Сквозь сон я слышу стук в дверь, громкий стук, и из дальней дали Эмиль зовет меня по имени. С трудом проснувшись, я обнаруживаю, что лежу на полу, голая, наполовину под кофейным столиком возле дивана. Подо мной мокро, и я понимаю, что обмочилась на восточный ковер. Чую запах рвоты. На полу три пустые бутылки водки, четвертая, неоткупоренная, на столике. Последнее, что я помню: я спустилась вниз и купила в винном магазине полдюжины бутылок водки… Я не уверена, когда это было и почему я решила, что для единственного вечернего коктейля мне потребуется больше одной бутылки. Наверно, я планировала устроить вечеринку…
— Сейчас! — кричу я Эмилю. И тотчас же меня снова выворачивает. — Ты можешь прийти попозже? — умудряюсь сказать я. — Сегодня я плохо себя чувствую, Эмиль.
— Открой дверь, Мари-Бланш, — говорит он. — Я три дня пытался дозвониться до тебя. Почему ты не отвечала?
— Мне плохо, Эмиль. Приходи попозже. Пожалуйста.
— Я знаю, что происходит. Открой дверь, Мари-Бланш.
— Дай мне пять минут. — Я умудряюсь встать, голова кружится, меня по-прежнему тошнит, нетвердой походкой я иду в ванную, и меня снова рвет. В ванной на полу тоже лужа мочи, а оттого что я, наверно, упала с унитаза, старая блевотина перепачкала сиденье. Халат висит на крючке за дверью ванной, я надеваю его. Ополаскиваю лицо, стараясь не смотреть в зеркало. Господи, ну и вид! Трясущейся рукой чищу зубы, стараюсь пригладить всклокоченные волосы. Боже мой, я выгляжу как полное дерьмо. Снова.
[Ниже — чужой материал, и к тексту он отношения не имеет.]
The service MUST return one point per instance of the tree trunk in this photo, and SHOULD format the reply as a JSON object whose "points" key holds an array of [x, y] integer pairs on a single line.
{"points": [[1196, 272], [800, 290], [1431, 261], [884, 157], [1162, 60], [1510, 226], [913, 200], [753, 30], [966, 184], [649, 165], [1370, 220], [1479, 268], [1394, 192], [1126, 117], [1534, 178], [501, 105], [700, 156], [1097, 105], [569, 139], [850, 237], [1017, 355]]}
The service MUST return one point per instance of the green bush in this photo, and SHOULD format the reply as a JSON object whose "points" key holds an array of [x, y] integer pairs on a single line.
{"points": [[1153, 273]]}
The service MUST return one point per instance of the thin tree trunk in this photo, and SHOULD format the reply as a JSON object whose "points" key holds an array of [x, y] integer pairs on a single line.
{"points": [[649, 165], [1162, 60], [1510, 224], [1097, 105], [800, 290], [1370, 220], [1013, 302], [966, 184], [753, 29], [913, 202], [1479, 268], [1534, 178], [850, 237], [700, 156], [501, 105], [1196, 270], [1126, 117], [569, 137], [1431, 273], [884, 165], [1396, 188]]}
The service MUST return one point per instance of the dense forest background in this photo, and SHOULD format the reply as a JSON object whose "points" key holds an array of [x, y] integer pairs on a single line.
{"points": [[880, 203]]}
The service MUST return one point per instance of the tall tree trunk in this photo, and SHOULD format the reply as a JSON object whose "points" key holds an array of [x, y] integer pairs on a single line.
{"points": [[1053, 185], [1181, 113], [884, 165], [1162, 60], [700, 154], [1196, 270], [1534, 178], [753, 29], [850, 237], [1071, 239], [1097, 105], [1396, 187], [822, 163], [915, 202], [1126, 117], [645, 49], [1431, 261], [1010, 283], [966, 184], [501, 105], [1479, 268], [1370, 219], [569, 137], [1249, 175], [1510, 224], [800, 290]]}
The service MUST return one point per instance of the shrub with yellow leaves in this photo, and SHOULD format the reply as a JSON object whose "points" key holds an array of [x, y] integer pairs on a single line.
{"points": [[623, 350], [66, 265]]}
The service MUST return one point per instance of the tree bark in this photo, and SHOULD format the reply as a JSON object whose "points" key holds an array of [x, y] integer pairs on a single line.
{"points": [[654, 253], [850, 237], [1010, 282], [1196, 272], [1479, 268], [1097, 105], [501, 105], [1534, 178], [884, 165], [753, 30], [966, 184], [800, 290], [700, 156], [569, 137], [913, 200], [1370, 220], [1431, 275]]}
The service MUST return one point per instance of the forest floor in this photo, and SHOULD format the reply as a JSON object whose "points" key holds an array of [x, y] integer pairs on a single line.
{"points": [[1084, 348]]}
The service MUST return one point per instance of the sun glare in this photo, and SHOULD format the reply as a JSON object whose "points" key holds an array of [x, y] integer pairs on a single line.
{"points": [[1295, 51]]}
Помню такой случай несколько лет назад. Однажды вечером дома Билл позволил мне выпить два коктейля, но я припрятала бутылку в туалетном бачке. Пошла туда по нужде, а заодно хлебнуть из бутылки. Я не возвращалась, и Билл, который, по обыкновению, сидя в кресле, читал газету, потягивал виски и курил, сказал Джимми: «Пойди глянь, как там мать, сынок». Джимми — ему было двенадцать — зашел в туалетную комнату и увидел, что я свалилась с унитаза и лежу на полу в луже мочи, платье задралось, пояс с чулками спущен.
Да, все сначала. Эмиль стучит в дверь.
— Открой немедленно, Мари-Бланш.
— Сейчас, сейчас. Иду, Эмиль. Одну минуточку. Иду. Сейчас.
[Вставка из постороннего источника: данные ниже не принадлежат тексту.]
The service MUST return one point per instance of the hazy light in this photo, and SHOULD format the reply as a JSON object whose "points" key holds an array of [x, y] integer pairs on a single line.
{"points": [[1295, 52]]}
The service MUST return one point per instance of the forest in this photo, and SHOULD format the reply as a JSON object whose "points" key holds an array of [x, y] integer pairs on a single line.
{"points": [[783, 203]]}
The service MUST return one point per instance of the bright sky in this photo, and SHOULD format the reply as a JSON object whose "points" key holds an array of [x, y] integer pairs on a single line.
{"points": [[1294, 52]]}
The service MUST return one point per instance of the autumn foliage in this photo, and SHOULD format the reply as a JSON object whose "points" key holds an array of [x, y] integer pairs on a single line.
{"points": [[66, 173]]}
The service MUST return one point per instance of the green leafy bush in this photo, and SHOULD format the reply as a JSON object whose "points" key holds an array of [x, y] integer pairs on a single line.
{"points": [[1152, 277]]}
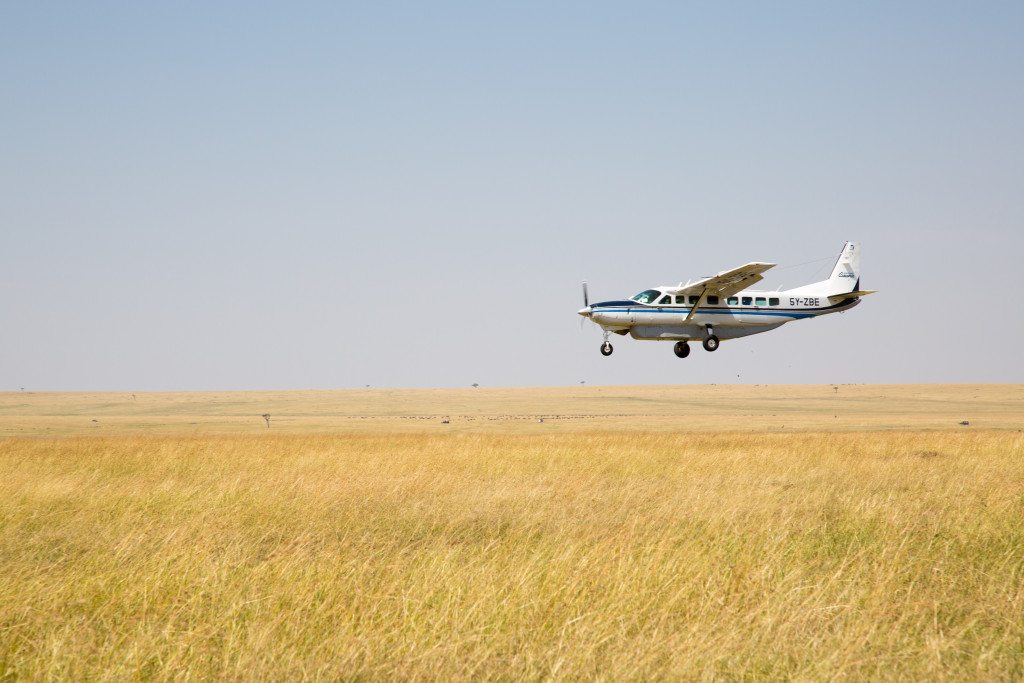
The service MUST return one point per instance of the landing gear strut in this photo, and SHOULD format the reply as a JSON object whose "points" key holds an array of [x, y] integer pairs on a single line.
{"points": [[711, 341]]}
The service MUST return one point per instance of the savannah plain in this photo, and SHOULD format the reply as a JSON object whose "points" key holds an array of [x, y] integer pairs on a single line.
{"points": [[606, 532]]}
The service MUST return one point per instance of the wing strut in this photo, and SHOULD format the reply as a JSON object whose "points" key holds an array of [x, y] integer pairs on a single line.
{"points": [[693, 308]]}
Я открываю дверь и тотчас вижу на лице Эмиля знакомое выражение. Сколько раз я читала его на лице Билла. Сперва недоумение, беспокойство, а потом, когда он замечает у меня за спиной пьяный тарарам в квартире и опять смотрит мне в лицо, беспокойство сменяется разочарованием, неодобрением, отвращением.
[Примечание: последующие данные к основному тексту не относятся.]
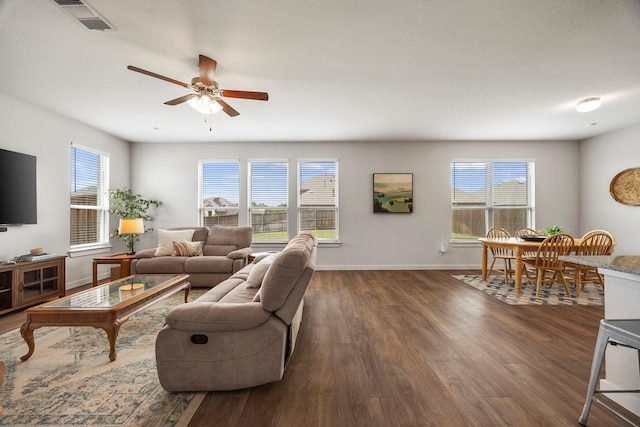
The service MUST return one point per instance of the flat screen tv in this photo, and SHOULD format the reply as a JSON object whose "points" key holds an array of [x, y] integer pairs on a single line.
{"points": [[18, 192]]}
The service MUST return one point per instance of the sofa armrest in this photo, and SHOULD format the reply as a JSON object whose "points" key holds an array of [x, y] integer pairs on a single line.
{"points": [[213, 316], [146, 253], [241, 253]]}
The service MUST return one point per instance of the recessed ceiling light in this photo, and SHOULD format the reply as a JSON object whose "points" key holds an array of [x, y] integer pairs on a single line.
{"points": [[588, 104]]}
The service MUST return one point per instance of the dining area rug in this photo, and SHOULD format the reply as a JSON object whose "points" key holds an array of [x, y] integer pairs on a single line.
{"points": [[69, 380], [495, 286]]}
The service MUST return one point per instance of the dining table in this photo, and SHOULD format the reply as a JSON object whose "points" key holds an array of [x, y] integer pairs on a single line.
{"points": [[519, 246]]}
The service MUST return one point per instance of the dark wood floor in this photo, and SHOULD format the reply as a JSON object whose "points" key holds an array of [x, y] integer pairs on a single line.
{"points": [[419, 348]]}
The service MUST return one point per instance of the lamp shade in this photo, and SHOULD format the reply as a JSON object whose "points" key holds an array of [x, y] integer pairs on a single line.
{"points": [[204, 104], [131, 226], [588, 104]]}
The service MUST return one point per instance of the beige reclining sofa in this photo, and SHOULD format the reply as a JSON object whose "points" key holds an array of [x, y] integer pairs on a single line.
{"points": [[208, 255], [242, 332]]}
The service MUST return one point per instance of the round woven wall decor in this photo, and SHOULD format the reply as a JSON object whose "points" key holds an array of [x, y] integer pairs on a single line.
{"points": [[625, 187]]}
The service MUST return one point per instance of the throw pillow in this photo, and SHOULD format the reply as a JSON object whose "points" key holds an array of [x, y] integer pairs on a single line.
{"points": [[187, 249], [258, 271], [167, 237]]}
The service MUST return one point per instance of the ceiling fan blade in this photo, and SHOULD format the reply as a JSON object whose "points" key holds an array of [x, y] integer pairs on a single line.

В конце концов Эмиль смотрит на меня печальными, измученными, запавшими глазами, в которых читается огромная безнадежность, и выражение лица смягчается, теперь в нем доброта и бесконечная печаль.
— Мне жаль, Мари-Бланш, — говорит он, — очень жаль. Прощай, дорогая.
Я сознаю, что никогда больше не увижу Эмиля Журдана. Слава богу, я догадалась купить побольше водки. Не придется лишний раз выходить из квартиры. Я сижу на диване в купальном халате, открываю бутылку на кофейном столике, делаю изрядный глоток. Да, это унимает нервы и тошноту в желудке. Делаю еще глоток. Меня ждет работа. Надо очистить гардероб, все это старье, надо навсегда избавиться от него, я не желаю все это видеть, там, куда я иду, мне ничего не понадобится.